IBM has announced that it will acquire Turbonomic, an Application Resource Management (ARM) and Network Performance Management (NPM) software provider based in the US. The acquisition will provide businesses with full-stack application observability and management to assure performance and minimise costs using AI to optimise resources – such as containers, VMs, servers, storage, networks, and databases.
This acquisition will enable businesses to assure application performance using AI and cut costs by optimising the deployment of IT resources across development, test and production environments. This decision complements IBM's recent acquisition of Instana and launch of IBM Cloud Pak for Watson AIOps to address AI-driven automation of IT; Powered by Red Hat OpenShift to run applications on any cloud.

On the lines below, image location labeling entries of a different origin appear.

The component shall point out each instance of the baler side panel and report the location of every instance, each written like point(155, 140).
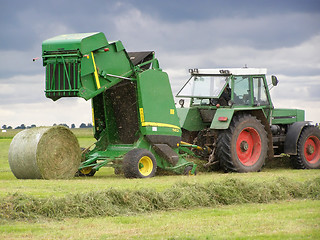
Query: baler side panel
point(157, 111)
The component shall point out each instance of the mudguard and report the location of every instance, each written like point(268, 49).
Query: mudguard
point(293, 134)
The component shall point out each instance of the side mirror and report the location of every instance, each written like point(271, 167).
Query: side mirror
point(274, 80)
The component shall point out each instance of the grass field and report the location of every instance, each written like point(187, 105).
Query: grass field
point(289, 216)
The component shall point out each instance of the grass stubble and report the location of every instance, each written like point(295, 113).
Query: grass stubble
point(275, 204)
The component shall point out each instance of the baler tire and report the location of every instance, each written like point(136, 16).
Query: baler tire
point(308, 149)
point(243, 146)
point(139, 163)
point(89, 174)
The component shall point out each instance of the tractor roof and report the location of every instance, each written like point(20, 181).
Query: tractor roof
point(230, 71)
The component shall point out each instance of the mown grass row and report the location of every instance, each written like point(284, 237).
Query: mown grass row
point(114, 202)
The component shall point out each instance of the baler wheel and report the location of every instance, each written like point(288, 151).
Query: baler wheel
point(243, 147)
point(86, 172)
point(187, 171)
point(139, 163)
point(308, 149)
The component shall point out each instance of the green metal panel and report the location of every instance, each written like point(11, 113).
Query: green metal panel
point(190, 119)
point(222, 113)
point(85, 42)
point(83, 65)
point(157, 111)
point(287, 116)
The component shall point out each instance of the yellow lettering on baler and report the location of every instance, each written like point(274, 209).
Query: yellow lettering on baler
point(141, 115)
point(92, 116)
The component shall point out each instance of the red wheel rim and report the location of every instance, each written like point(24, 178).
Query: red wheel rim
point(312, 149)
point(248, 146)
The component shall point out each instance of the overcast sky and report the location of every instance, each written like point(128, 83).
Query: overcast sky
point(282, 36)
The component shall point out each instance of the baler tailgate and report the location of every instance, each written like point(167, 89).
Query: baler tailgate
point(62, 77)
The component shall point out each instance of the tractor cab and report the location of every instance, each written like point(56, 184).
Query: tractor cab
point(233, 87)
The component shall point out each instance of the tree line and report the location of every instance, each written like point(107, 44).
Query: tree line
point(23, 126)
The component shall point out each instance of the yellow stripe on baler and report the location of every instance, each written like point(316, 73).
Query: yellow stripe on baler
point(95, 71)
point(154, 124)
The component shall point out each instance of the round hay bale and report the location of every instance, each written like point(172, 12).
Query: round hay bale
point(44, 152)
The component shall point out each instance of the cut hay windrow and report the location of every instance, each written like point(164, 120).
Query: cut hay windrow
point(44, 152)
point(113, 202)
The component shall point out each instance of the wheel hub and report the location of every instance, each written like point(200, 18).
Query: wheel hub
point(244, 146)
point(310, 149)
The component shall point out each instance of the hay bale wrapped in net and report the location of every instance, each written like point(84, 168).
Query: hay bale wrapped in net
point(44, 152)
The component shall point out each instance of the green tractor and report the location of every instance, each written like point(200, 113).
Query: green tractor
point(231, 117)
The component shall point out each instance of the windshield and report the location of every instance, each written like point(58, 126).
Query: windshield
point(203, 86)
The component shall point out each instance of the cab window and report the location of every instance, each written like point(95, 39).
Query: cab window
point(259, 92)
point(241, 93)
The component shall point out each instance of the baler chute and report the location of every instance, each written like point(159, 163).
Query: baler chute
point(134, 114)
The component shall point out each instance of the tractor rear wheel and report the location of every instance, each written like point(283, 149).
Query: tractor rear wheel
point(139, 163)
point(308, 149)
point(244, 146)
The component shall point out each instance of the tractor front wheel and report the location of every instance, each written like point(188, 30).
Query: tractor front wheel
point(243, 147)
point(139, 163)
point(308, 149)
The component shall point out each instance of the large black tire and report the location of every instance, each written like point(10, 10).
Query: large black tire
point(139, 163)
point(308, 149)
point(243, 146)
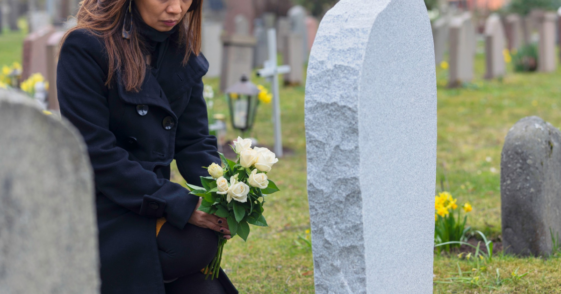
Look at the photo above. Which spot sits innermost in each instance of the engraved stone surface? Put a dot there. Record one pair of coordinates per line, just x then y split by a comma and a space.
48, 233
371, 148
531, 187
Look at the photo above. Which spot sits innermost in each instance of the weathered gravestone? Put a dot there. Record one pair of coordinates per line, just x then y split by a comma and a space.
531, 187
462, 53
48, 233
495, 44
212, 46
297, 18
547, 61
514, 32
237, 59
371, 148
35, 52
440, 30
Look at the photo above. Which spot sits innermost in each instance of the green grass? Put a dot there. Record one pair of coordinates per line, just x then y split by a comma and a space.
472, 125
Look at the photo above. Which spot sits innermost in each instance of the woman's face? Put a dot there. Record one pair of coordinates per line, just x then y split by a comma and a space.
163, 15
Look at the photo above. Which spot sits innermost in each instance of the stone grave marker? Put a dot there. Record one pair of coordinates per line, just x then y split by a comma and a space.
462, 40
495, 44
35, 52
212, 46
283, 29
297, 18
237, 8
371, 145
242, 25
514, 31
293, 57
531, 187
53, 48
237, 59
547, 61
440, 30
48, 230
312, 25
261, 48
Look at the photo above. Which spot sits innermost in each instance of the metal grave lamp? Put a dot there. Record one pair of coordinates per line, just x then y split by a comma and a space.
243, 103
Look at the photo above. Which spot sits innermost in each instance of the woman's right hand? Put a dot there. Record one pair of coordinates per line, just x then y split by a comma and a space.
209, 221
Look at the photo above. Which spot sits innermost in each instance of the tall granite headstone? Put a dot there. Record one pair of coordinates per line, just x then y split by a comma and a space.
371, 148
48, 232
495, 44
462, 53
531, 187
547, 61
440, 30
514, 31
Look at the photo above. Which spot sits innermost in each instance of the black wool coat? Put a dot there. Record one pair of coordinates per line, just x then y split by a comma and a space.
132, 139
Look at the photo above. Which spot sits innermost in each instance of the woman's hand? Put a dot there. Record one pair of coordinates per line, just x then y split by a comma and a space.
209, 221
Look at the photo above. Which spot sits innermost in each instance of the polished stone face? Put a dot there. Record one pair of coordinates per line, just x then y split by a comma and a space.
371, 148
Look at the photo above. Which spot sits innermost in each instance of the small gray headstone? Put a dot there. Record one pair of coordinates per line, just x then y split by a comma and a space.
48, 232
212, 46
297, 18
371, 145
531, 187
495, 44
440, 30
514, 32
547, 61
462, 53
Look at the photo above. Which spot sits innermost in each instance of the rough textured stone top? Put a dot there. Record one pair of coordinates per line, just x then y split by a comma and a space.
371, 147
48, 234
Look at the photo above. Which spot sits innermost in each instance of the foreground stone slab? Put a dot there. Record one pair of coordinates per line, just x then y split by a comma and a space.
48, 233
371, 148
531, 187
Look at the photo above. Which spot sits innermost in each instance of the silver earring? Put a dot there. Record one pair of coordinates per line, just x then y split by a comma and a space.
127, 34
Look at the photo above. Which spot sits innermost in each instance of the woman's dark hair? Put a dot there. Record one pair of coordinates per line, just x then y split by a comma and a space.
105, 19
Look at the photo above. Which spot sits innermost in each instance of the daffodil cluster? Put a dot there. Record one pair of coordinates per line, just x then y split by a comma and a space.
264, 96
236, 190
10, 75
28, 85
449, 226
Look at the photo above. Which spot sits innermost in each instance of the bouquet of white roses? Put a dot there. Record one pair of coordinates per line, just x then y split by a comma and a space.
236, 191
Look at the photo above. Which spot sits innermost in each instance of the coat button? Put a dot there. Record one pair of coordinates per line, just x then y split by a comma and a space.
132, 141
142, 109
154, 205
168, 123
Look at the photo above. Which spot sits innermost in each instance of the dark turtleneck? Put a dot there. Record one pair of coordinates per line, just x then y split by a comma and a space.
155, 42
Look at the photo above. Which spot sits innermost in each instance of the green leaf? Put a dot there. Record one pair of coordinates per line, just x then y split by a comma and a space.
243, 230
259, 221
222, 212
232, 225
194, 187
227, 162
272, 188
239, 211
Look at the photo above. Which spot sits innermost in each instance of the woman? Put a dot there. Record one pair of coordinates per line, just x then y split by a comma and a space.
130, 79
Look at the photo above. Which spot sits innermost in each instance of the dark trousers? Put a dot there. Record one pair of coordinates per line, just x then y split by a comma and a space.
183, 254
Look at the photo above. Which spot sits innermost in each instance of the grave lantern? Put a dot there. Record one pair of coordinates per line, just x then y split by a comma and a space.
243, 103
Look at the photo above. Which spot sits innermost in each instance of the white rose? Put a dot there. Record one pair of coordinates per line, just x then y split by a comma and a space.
222, 185
241, 144
258, 180
248, 157
265, 159
238, 192
215, 171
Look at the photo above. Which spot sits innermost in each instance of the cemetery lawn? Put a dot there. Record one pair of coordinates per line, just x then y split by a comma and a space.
472, 125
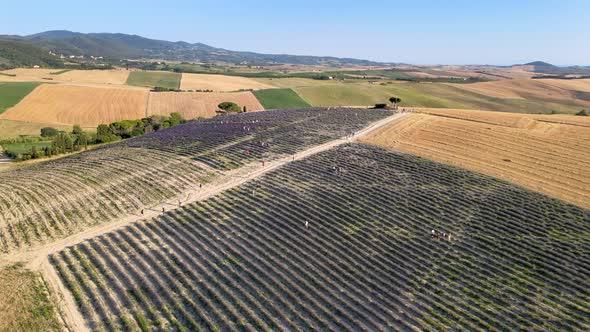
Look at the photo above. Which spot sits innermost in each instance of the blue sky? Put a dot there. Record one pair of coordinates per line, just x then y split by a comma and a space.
412, 31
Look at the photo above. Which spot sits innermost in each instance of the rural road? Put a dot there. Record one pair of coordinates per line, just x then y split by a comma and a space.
37, 258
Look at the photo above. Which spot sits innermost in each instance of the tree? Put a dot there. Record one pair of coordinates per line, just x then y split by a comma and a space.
104, 134
229, 107
175, 119
395, 100
49, 132
77, 130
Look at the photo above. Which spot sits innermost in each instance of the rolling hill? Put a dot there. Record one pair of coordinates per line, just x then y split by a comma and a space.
19, 54
547, 68
124, 46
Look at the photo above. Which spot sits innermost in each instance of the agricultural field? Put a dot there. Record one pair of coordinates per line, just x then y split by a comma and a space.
20, 148
115, 76
26, 75
87, 106
13, 92
25, 302
161, 79
525, 89
280, 98
342, 240
11, 129
572, 85
439, 95
52, 200
219, 83
545, 153
198, 104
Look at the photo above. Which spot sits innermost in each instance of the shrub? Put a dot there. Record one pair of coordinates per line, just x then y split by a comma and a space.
49, 132
229, 107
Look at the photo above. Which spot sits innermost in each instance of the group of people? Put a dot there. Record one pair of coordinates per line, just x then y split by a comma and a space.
440, 235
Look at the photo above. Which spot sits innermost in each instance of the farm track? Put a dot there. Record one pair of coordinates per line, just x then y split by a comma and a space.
36, 258
49, 201
244, 259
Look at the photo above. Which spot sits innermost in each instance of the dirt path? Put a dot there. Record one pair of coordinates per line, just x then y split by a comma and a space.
37, 258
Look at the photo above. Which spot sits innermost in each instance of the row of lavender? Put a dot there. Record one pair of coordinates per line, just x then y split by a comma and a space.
231, 141
343, 241
65, 196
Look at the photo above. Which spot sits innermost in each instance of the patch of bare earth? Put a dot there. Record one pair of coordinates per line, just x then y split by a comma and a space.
548, 154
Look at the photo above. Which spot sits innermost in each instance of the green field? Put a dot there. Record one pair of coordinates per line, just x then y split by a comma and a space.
167, 80
11, 93
25, 302
280, 98
20, 148
436, 95
13, 129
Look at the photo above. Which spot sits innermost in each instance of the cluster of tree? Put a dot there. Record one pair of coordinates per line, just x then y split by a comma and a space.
230, 107
77, 140
62, 142
394, 100
132, 128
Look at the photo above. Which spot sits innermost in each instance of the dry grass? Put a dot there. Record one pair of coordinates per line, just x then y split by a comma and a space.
86, 106
27, 75
25, 304
518, 88
11, 128
543, 156
574, 85
219, 83
198, 104
116, 76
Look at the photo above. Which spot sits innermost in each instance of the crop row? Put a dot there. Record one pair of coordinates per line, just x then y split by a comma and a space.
342, 241
63, 196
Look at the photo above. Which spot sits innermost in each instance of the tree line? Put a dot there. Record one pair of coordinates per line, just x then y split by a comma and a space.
63, 142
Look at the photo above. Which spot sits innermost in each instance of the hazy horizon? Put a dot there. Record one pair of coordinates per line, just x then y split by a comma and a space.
421, 32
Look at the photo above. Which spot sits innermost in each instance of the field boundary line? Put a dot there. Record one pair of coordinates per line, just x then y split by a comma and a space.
37, 259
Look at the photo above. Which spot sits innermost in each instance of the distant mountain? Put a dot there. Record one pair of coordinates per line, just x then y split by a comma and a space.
118, 46
547, 68
19, 54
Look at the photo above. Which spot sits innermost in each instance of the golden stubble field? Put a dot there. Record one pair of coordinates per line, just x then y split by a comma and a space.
520, 88
83, 105
198, 104
219, 83
106, 77
548, 154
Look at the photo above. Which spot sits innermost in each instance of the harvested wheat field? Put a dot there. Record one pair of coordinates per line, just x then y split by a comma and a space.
548, 157
521, 89
116, 76
198, 104
219, 83
86, 106
574, 84
27, 75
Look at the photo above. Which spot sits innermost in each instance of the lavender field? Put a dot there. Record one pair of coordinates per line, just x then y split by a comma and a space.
65, 196
343, 240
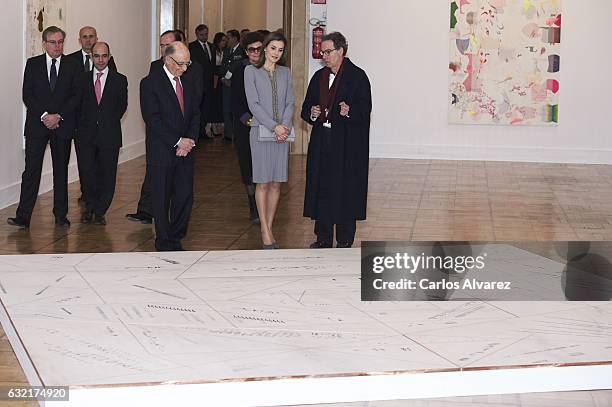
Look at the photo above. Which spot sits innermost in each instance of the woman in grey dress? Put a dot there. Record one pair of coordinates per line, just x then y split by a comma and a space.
269, 94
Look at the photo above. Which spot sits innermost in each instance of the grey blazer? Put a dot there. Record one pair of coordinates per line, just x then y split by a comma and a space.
258, 90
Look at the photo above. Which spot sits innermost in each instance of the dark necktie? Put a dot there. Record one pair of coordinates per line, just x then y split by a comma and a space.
53, 75
179, 94
206, 52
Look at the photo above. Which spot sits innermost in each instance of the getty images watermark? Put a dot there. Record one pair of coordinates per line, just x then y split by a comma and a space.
405, 271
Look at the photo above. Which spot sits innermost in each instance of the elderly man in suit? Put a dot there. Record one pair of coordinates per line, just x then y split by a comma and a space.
203, 53
171, 110
144, 210
87, 38
103, 102
50, 96
338, 104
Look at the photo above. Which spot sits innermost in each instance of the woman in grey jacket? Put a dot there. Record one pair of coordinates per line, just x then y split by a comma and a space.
269, 94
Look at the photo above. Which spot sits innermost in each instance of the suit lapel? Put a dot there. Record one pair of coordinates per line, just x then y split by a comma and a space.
108, 86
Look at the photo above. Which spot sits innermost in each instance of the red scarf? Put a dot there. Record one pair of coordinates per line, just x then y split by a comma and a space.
327, 94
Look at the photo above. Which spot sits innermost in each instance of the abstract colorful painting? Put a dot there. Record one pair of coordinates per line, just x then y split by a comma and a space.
504, 62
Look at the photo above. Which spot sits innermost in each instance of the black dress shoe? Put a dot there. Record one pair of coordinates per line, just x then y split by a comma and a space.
62, 222
344, 245
86, 217
21, 223
320, 245
99, 220
140, 217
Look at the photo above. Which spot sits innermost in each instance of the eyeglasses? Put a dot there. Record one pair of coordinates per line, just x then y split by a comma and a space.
181, 64
327, 52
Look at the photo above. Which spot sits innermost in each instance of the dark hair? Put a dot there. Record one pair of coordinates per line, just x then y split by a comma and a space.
173, 32
338, 39
180, 34
250, 38
217, 40
272, 37
101, 42
169, 50
234, 33
52, 30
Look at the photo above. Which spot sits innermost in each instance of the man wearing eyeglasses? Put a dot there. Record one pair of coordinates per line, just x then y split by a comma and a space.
253, 44
103, 101
338, 105
144, 210
88, 36
170, 107
49, 94
202, 52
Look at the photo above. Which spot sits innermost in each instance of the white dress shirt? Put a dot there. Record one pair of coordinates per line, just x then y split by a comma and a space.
102, 78
173, 82
50, 62
205, 45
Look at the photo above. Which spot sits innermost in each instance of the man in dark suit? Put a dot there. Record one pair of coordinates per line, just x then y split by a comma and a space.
203, 53
49, 93
144, 211
103, 101
233, 53
87, 38
171, 110
338, 104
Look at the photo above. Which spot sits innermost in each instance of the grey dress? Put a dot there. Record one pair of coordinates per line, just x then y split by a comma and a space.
271, 101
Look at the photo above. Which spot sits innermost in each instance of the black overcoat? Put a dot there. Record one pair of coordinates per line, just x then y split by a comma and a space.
350, 148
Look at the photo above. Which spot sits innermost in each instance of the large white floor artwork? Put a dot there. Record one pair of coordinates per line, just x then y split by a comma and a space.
278, 327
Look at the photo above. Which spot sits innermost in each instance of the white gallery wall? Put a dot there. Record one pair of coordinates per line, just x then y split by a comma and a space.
125, 25
403, 47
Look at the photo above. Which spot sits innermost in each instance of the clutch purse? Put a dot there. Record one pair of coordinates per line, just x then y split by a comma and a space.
266, 135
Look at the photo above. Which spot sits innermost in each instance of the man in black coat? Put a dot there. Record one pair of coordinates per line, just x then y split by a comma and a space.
253, 43
203, 53
88, 36
103, 102
338, 104
171, 110
144, 210
50, 96
232, 54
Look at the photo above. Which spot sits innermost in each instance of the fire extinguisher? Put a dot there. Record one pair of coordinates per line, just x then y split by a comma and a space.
317, 34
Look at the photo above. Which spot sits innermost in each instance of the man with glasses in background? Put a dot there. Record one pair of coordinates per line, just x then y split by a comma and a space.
49, 94
252, 43
338, 105
170, 105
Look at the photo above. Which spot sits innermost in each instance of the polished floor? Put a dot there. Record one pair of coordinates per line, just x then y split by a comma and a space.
408, 200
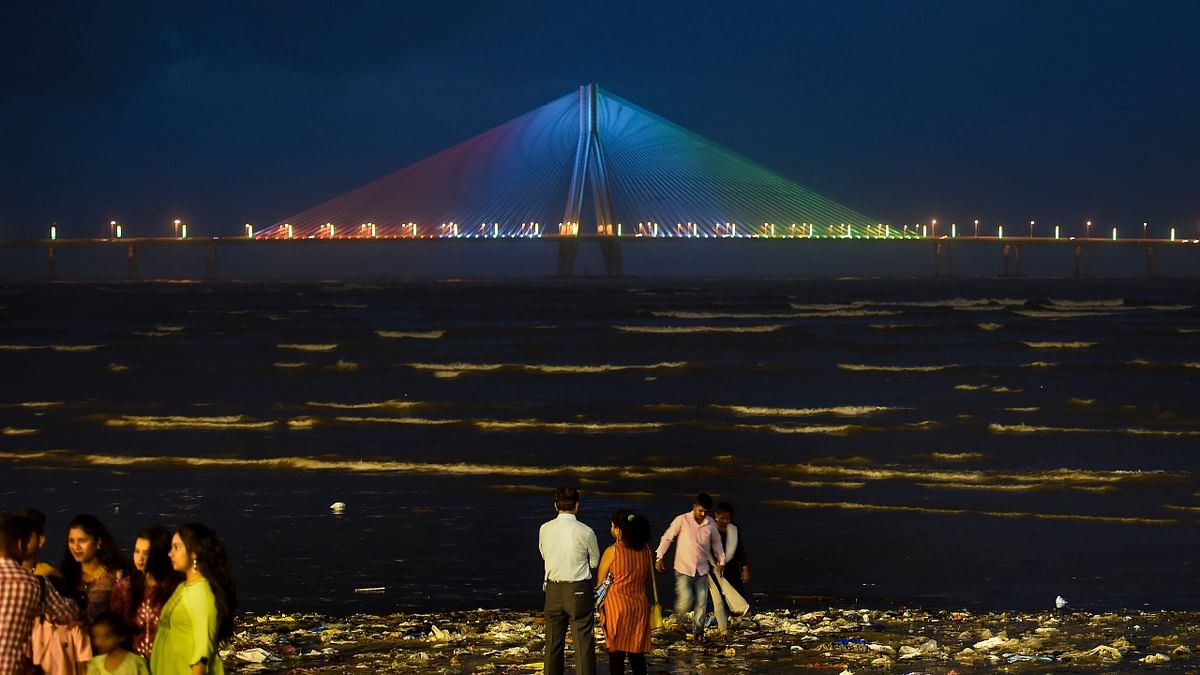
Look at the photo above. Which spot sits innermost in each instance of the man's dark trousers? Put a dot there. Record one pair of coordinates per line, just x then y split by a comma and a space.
570, 602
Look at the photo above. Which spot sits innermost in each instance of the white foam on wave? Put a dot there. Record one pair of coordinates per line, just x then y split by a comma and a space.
996, 428
1104, 303
814, 314
870, 368
567, 426
843, 411
948, 511
1059, 345
307, 464
1061, 314
449, 370
411, 334
366, 405
49, 347
18, 431
697, 329
406, 420
820, 429
168, 422
307, 347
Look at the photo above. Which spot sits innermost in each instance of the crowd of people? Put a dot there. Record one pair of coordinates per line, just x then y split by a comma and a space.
709, 562
99, 613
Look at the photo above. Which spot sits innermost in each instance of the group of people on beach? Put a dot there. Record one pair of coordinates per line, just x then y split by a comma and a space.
99, 613
582, 584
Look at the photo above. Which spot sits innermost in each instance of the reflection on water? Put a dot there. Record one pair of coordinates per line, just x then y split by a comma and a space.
444, 414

The acquisition complements IBM's recent acquisition of Instana for application performance monitoring (APM) and observability, and the launch of IBM Cloud Pak for Watson AIOps to automate IT Operations using AI. By acquiring Turbonomic, IBM is the only company that will be able to provide customers with AI-powered automation capabilities that span from AIOps (the use of AI to automate IT Operations) to application and infrastructure observability – all built on Red Hat OpenShift to run across any hybrid cloud environment.
‘IBM continues to reshape its future as a hybrid cloud and AI company,’ said Rob Thomas, senior vice president, IBM cloud and data platform. ‘The Turbonomic acquisition is yet another example of our commitment to making the most impactful investments to advance this strategy and ensure customers find the most innovative ways to fuel their digital transformations.’
With the acquisition of Turbonomic, IBM will help companies overcome the high costs associated with managing performance and availability for multiple applications sharing an increasingly complex hybrid cloud environment. Given these challenges, organisations are seeking to adopt AIOps for full-stack observability and visibility into their IT resources so they can deliver high availability and performance of applications at lower costs.
‘We believe that AI-powered automation has become inevitable, helping to make all information-centric jobs more productive,’ said Dinesh Nirmal, general manager, IBM automation. ‘That's why IBM continues to invest in providing our customers with a one-stop-shop of AI-powered automation capabilities that span business processes and IT. The addition of Turbonomic now takes our portfolio another major step forward by ensuring customers will have full visibility into what is going on throughout their hybrid cloud infrastructure, and across their entire enterprise.’
‘Businesses are looking for AI-driven software to help them manage the scale and complexity challenges of running applications cross-cloud,’ said Ben Nye, CEO, Turbonomic. ‘Turbonomic not only prescribes actions but allows customers to take them. The combination of IBM and Turbonomic will continuously assure target application response times even during peak demand.’
Turbonomic provides businesses with ARM software that simultaneously optimises the performance, compliance, and cost of applications in real-time. Upon close of the acquisition, IBM plans to integrate Turbonomic's ARM software with the APM and real-time observability capabilities of Instana and the ITOps capabilities of IBM Cloud Pak for Watson AIOps to help customers assure application performance and minimise costs by driving optimisation across development, test and production environments.
By integrating Turbonomic ARM with Instana's APM capabilities, a user will now be able to automate actions to optimise their underlying IT infrastructure and assure performance across applications. The Turbonomic ARM integration with IBM Cloud Pak for Watson AIOps will enrich the ITOps experience in cross-cloud management by bridging an application's topology to the resources on which it runs. This ensures customers can deliver a quicker resolution of incidents or, if resourcing actions are automated, automatically absorb demand spikes with no degradation to end-user response time.